Based on JRR Tolkien’s 1937 novel, the story that leads to this five-army showdown is knotty and complicated, but its driving force is greed. Martin Freeman’s Bilbo Baggins and the dwarves have taken back Erebor, a mountain loaded with jewels and gold, but the riches go to their leader’s head. Consumed by his fruitless search for the most precious gem of all, the Arkenstone, Richard Armitage’s Thorin Oakenshield refuses to share Erebor’s riches with the other tribes. So, despite a warning from Ian McKellen’s Gandalf and the best efforts of pacifist Bilbo, full-scale warfare ensues.

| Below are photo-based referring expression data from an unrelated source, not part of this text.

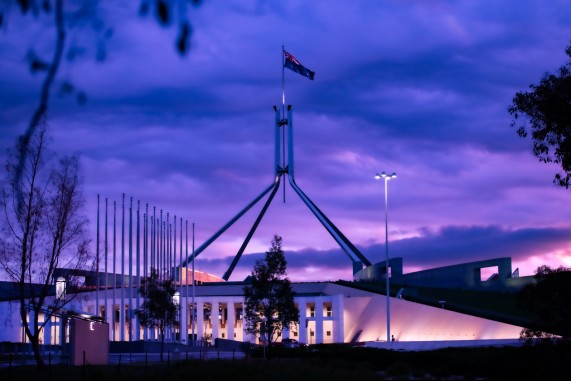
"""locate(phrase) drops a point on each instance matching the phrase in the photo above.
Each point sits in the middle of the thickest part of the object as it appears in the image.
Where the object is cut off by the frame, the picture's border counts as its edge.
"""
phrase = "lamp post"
(386, 177)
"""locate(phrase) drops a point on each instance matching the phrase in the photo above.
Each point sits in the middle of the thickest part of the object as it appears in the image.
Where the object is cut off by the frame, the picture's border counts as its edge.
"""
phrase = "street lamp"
(386, 177)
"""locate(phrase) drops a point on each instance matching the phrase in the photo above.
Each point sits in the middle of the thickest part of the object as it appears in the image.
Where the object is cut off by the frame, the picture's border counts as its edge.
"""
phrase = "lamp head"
(384, 175)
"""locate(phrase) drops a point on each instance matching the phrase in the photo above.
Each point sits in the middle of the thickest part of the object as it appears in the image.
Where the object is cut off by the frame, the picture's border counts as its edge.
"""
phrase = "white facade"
(329, 313)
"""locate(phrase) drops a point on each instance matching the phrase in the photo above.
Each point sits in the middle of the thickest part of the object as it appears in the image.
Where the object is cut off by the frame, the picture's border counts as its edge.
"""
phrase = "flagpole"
(283, 83)
(283, 112)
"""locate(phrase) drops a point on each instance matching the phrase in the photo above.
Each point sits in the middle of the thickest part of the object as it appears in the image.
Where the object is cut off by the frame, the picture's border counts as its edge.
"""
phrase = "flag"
(292, 63)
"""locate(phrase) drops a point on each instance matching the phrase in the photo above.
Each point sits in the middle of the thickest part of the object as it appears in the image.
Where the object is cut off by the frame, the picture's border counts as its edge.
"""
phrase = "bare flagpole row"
(150, 242)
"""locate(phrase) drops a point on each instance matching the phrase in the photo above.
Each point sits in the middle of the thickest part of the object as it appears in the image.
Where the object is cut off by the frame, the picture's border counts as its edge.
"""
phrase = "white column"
(338, 319)
(31, 322)
(302, 338)
(109, 318)
(319, 320)
(48, 330)
(231, 319)
(184, 320)
(199, 320)
(215, 321)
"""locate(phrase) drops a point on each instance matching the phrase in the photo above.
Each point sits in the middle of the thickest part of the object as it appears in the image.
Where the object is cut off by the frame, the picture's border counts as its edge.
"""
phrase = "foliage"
(548, 109)
(79, 16)
(42, 229)
(269, 301)
(549, 301)
(159, 309)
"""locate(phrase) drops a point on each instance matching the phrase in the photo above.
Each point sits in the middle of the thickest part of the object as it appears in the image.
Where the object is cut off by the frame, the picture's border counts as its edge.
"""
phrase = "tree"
(42, 230)
(548, 109)
(269, 301)
(159, 309)
(77, 15)
(549, 301)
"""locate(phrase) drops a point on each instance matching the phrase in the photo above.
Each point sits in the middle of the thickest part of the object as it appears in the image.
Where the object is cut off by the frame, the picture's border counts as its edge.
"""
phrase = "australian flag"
(292, 63)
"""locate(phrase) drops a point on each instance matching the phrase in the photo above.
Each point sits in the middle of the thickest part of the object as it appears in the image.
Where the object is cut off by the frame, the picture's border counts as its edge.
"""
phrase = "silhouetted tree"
(549, 301)
(159, 309)
(42, 229)
(269, 301)
(70, 16)
(547, 107)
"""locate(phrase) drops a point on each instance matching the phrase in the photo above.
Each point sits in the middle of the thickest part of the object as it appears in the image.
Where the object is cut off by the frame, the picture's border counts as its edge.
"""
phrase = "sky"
(419, 88)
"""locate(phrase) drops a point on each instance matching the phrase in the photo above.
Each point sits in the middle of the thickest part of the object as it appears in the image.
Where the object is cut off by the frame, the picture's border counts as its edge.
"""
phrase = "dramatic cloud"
(419, 88)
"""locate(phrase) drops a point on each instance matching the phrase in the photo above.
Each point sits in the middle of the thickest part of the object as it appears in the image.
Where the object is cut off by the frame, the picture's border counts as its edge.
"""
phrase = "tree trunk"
(34, 340)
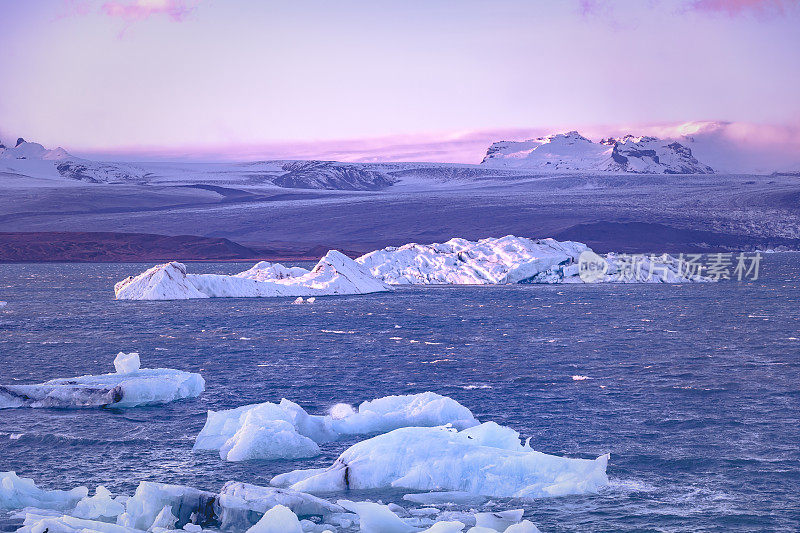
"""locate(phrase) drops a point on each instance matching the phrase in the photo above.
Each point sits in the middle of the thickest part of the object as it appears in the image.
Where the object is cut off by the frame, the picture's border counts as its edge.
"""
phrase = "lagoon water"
(693, 389)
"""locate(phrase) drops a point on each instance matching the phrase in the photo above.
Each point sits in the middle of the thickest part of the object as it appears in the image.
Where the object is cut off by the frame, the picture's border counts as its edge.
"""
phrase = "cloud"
(740, 7)
(131, 11)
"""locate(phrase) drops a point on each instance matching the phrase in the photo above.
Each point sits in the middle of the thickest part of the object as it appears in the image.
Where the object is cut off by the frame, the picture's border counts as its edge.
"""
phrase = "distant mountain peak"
(27, 150)
(572, 151)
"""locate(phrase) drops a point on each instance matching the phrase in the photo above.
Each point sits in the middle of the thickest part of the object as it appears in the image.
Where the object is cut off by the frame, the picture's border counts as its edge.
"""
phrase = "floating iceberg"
(335, 273)
(461, 262)
(18, 492)
(510, 259)
(487, 460)
(287, 431)
(240, 507)
(130, 386)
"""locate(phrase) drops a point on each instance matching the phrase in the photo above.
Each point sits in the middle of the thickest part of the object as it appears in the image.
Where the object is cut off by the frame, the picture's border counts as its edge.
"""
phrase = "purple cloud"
(130, 11)
(739, 7)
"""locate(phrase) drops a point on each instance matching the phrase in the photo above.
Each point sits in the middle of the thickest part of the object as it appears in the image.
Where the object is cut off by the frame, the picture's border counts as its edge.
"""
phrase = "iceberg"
(379, 518)
(510, 259)
(479, 460)
(335, 273)
(286, 431)
(129, 386)
(18, 492)
(186, 504)
(240, 507)
(489, 261)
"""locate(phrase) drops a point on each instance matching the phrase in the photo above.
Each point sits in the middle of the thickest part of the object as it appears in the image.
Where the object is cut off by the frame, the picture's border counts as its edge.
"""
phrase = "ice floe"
(491, 261)
(129, 386)
(18, 492)
(510, 259)
(286, 431)
(461, 262)
(239, 508)
(335, 273)
(443, 459)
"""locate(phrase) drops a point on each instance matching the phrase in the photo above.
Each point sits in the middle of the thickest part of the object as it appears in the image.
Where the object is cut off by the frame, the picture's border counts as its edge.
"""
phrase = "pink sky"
(431, 80)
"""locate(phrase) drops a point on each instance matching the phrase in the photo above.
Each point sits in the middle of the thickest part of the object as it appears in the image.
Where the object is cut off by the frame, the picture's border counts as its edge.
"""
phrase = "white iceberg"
(188, 505)
(279, 519)
(102, 506)
(443, 459)
(126, 363)
(461, 262)
(378, 518)
(18, 492)
(41, 523)
(510, 259)
(287, 431)
(335, 273)
(240, 507)
(130, 386)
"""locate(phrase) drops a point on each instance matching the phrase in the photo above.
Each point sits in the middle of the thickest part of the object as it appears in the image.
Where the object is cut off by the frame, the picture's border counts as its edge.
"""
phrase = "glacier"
(564, 152)
(286, 431)
(444, 459)
(129, 386)
(335, 273)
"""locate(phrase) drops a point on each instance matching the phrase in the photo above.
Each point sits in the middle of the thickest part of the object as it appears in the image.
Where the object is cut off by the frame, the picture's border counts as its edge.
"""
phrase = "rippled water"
(693, 389)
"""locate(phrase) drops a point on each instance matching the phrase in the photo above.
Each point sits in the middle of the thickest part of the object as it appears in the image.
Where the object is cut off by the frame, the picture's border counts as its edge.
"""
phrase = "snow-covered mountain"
(571, 151)
(25, 150)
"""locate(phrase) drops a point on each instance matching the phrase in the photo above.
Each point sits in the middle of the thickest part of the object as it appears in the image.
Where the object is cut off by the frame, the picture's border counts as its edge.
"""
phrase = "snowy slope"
(573, 152)
(25, 150)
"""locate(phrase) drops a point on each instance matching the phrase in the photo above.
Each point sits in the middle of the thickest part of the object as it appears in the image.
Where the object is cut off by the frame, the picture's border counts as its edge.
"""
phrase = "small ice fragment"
(127, 363)
(341, 410)
(445, 498)
(448, 526)
(526, 526)
(279, 519)
(98, 507)
(377, 517)
(18, 492)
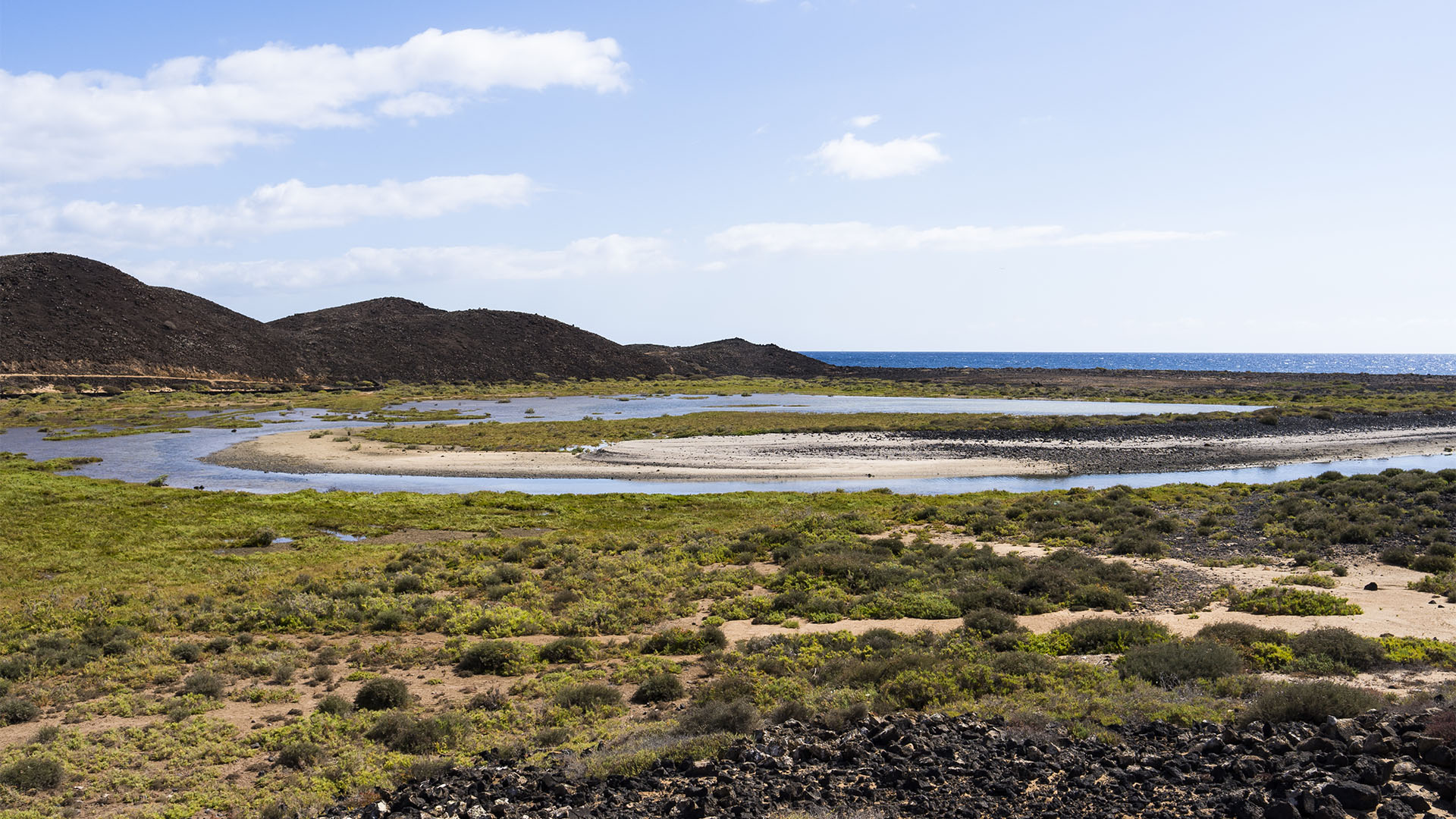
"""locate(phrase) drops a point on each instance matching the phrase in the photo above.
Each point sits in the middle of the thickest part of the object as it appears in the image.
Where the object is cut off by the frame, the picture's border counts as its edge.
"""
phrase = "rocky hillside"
(739, 357)
(80, 319)
(397, 338)
(61, 314)
(1382, 765)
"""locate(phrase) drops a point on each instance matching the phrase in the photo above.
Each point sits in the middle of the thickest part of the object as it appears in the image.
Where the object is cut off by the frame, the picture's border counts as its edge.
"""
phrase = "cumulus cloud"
(196, 111)
(858, 237)
(596, 256)
(271, 209)
(858, 159)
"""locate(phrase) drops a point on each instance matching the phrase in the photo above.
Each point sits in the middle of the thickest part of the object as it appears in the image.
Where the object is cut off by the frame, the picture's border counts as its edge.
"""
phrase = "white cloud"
(419, 104)
(858, 237)
(855, 158)
(271, 209)
(598, 256)
(196, 111)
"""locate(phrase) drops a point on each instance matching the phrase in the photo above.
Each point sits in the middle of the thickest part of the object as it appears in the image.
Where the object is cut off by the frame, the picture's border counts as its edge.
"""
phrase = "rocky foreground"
(1383, 765)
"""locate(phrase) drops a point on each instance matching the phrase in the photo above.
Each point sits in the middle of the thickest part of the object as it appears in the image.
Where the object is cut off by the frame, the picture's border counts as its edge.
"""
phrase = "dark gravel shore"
(1185, 445)
(1376, 765)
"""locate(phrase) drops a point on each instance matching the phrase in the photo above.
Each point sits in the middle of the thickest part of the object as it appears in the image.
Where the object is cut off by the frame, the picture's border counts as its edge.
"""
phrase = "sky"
(823, 175)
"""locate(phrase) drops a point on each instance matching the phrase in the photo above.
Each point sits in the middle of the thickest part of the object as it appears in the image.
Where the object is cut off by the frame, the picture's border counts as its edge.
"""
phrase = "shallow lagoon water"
(146, 457)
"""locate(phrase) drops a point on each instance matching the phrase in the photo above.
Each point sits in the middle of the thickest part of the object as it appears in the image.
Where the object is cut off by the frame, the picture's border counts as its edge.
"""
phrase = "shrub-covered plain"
(517, 624)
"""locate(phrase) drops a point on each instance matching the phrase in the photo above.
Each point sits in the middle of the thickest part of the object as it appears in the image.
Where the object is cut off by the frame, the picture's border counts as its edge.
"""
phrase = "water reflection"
(146, 457)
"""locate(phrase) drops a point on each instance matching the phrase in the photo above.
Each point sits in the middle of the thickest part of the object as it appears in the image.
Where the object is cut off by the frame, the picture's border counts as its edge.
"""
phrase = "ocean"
(1382, 363)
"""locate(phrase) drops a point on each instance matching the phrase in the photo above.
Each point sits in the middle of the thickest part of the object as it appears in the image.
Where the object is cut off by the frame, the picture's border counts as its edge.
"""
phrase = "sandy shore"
(743, 458)
(852, 455)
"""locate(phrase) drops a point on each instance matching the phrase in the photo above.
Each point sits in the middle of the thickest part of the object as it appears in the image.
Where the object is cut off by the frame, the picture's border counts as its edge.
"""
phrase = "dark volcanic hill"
(61, 314)
(739, 357)
(80, 319)
(398, 338)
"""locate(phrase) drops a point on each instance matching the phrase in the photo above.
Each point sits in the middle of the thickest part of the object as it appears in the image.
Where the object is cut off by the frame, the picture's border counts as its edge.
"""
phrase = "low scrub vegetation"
(510, 629)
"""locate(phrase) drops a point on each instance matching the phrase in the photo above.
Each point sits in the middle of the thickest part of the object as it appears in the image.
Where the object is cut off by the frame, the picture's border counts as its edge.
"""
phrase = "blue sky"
(826, 175)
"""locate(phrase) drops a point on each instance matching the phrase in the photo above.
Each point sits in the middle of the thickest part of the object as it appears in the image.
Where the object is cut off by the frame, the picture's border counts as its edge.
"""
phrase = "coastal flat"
(839, 455)
(766, 457)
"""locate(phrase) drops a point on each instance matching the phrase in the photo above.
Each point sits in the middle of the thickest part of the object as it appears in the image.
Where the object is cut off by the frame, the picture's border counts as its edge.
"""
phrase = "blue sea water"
(1373, 363)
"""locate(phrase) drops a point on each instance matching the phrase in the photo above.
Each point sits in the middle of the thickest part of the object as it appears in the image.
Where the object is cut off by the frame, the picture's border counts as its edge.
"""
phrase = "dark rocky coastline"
(1112, 447)
(1385, 765)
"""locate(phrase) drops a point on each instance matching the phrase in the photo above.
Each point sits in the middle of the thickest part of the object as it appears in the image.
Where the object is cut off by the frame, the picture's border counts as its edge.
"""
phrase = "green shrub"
(492, 700)
(1171, 665)
(1237, 632)
(1111, 635)
(501, 657)
(207, 684)
(1340, 646)
(568, 651)
(428, 768)
(300, 755)
(658, 689)
(1312, 703)
(15, 711)
(283, 673)
(715, 716)
(1101, 598)
(337, 706)
(1022, 664)
(187, 651)
(1308, 579)
(417, 735)
(33, 773)
(989, 623)
(1398, 556)
(588, 697)
(551, 736)
(1296, 602)
(47, 735)
(1269, 656)
(674, 642)
(382, 692)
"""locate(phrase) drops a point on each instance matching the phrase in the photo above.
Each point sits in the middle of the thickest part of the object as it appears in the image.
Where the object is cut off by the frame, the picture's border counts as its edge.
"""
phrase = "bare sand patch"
(720, 458)
(842, 455)
(1392, 608)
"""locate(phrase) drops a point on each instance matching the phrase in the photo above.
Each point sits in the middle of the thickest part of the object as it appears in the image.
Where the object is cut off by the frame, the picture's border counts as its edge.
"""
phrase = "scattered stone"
(959, 767)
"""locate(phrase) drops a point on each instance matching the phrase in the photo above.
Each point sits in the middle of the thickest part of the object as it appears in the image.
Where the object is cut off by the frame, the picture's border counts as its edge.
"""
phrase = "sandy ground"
(766, 457)
(829, 457)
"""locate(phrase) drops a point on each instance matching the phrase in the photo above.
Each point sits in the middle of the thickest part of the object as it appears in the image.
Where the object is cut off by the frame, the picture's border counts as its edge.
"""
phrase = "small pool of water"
(146, 457)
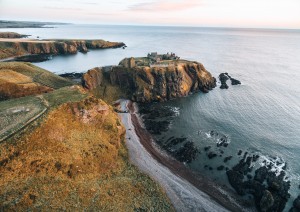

The resulting battle takes up the majority of the extensive running time, but never becomes tiresome. Jackson flips between spectacular panoramas of Middle Earth consumed by conflict and more intimate and detailed one-on-one fight scenes. Evangeline Lilly’s plucky Tauriel trails an orc who has hurt her loved one, the gallant Legolas (Orlando Bloom) tries to take out the same seemingly unassailable baddie, and Thorin goes head to head with the orcs’ hulking leader. That last tussle is especially engrossing as Jackson throws in a succession of twists, turns and obstacles, including a perilous frozen lake, to ensure constant uncertainty as to who will prevail. Elsewhere, Billy Connolly gives an exuberant performance as bloodthirsty dwarf warrior Dáin Ironfoot by crashing around aggressively with his chest puffed out.
Jackson drags out the closing scenes, though. It’s almost as if the director can’t bring himself to say goodbye after so painstakingly bringing Tolkien’s universe to life with his Lord Of The Rings and Hobbit trilogies – but the blend of emotional drama and spectacular CGI is so effective that it’s easy to forgive him. This misstep doesn’t stop The Battle Of The Five Armies from being the tightest and most satisfying of the Hobbit films and, ultimately, a truly epic finale.